Após semanas de discussões, o governo federal anunciou nesta segunda-feira (6) um pacote de medidas com foco direto na redução do custo dos combustíveis — com destaque para o diesel e o querosene de aviação, impactando diretamente o setor aéreo.
Segundo o governo do presidente Luiz Inácio Lula da Silva, a iniciativa busca conter os efeitos da alta global provocada pela guerra no Oriente Médio e aliviar o bolso de consumidores e empresas.
Entre os principais pontos, está a redução de impostos sobre o querosene de aviação — combustível essencial para companhias aéreas — além da criação de subsídios para o diesel, que também impacta toda a cadeia logística do país, incluindo o transporte aéreo.
O pacote prevê ainda até R$ 9 bilhões em crédito para companhias aéreas, com apoio do BNDES e do Fundo Nacional de Aviação Civil. A medida visa garantir fôlego financeiro às empresas diante do aumento dos custos operacionais.

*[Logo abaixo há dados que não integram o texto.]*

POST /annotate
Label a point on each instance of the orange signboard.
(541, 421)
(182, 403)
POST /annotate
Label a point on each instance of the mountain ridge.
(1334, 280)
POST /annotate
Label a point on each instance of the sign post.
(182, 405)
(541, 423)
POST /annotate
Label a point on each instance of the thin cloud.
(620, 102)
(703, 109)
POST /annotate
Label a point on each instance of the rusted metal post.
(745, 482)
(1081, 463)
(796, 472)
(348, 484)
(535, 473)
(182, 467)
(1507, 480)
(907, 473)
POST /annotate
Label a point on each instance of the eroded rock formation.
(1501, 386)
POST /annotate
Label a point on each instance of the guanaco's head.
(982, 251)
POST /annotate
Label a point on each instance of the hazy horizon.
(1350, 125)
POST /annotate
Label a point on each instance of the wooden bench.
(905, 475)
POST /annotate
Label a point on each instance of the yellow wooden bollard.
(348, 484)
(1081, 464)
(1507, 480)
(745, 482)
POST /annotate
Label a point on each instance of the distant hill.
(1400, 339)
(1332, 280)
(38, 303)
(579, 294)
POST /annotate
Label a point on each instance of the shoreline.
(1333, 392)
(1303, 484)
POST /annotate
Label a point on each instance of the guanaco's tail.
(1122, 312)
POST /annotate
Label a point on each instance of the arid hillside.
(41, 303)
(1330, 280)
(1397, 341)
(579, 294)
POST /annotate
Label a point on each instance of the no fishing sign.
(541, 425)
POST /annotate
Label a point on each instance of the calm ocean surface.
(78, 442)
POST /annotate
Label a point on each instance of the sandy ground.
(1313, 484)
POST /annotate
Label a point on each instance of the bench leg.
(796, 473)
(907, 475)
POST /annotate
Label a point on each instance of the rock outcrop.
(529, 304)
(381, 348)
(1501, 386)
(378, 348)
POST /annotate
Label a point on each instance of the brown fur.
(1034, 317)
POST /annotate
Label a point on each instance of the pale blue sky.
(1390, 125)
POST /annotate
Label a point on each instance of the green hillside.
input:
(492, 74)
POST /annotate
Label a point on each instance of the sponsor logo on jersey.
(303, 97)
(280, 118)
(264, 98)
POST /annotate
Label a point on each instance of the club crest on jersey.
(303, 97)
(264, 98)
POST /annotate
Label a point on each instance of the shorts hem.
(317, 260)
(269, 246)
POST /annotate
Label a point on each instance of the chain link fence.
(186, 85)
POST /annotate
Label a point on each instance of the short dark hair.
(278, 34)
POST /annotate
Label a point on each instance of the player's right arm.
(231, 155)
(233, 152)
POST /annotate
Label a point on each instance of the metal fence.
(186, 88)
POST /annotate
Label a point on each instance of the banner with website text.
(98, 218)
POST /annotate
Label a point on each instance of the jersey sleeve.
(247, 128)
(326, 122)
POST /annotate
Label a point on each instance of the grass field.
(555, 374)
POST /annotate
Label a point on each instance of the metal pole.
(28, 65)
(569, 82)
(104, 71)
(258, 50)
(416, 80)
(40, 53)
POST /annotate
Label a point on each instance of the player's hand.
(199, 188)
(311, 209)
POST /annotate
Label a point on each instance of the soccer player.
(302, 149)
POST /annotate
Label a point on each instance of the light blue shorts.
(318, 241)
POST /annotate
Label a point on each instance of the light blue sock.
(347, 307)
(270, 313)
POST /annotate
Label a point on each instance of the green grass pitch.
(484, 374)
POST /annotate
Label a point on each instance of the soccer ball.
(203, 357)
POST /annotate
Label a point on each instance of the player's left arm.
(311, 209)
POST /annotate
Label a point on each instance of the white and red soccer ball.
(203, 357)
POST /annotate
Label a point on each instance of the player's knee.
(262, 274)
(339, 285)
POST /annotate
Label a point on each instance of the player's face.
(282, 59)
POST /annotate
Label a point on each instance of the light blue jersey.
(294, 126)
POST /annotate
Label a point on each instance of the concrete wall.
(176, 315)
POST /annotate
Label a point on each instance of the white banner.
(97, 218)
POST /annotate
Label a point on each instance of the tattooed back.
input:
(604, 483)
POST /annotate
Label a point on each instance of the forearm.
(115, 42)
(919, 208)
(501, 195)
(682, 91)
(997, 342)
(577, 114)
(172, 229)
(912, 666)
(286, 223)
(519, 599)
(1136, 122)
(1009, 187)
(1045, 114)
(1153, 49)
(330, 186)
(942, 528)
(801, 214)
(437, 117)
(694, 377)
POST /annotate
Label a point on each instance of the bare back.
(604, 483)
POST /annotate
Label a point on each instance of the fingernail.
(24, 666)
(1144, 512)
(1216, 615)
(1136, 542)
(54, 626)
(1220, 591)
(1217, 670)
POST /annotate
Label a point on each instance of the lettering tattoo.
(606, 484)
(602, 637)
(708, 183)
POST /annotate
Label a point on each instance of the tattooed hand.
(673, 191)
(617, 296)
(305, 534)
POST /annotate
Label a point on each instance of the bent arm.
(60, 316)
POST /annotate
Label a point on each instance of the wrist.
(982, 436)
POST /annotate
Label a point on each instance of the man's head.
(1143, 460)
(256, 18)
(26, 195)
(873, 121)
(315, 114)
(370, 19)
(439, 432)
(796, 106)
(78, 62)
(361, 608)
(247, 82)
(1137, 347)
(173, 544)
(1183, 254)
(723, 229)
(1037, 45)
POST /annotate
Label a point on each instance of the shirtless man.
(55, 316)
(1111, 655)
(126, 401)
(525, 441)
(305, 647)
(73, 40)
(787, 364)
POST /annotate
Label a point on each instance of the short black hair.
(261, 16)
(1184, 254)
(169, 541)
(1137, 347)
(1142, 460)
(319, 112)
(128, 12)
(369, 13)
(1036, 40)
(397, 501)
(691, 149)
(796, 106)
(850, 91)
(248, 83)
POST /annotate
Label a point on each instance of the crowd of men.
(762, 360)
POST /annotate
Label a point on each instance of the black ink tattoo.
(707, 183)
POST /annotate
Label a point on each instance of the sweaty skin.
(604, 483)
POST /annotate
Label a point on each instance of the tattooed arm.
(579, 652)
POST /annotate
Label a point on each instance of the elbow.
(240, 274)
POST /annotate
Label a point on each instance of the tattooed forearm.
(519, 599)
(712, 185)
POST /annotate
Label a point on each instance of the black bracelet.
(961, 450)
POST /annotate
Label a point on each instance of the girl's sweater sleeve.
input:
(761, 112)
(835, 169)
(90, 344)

Além disso, o governo vai zerar tributos federais como PIS e Cofins sobre o querosene de aviação, o que deve reduzir significativamente o custo do combustível utilizado pelas aeronaves — um dos principais gastos das companhias.
No caso do diesel, haverá subsídios tanto para o produto importado quanto para o nacional, com a exigência de que essa redução chegue ao consumidor final. A expectativa é estabilizar preços e evitar repasses excessivos.
O pacote também inclui reforço na fiscalização da ANP para coibir aumentos abusivos, com previsão de punições mais duras para empresas e responsáveis.
De acordo com o ministro do Planejamento, Bruno Moretti, as medidas serão compensadas com o aumento das receitas de royalties do petróleo, que cresceram com a valorização internacional do barril.
O objetivo, segundo o governo, é reduzir os impactos da crise internacional e proteger a economia brasileira das oscilações no mercado global de energia.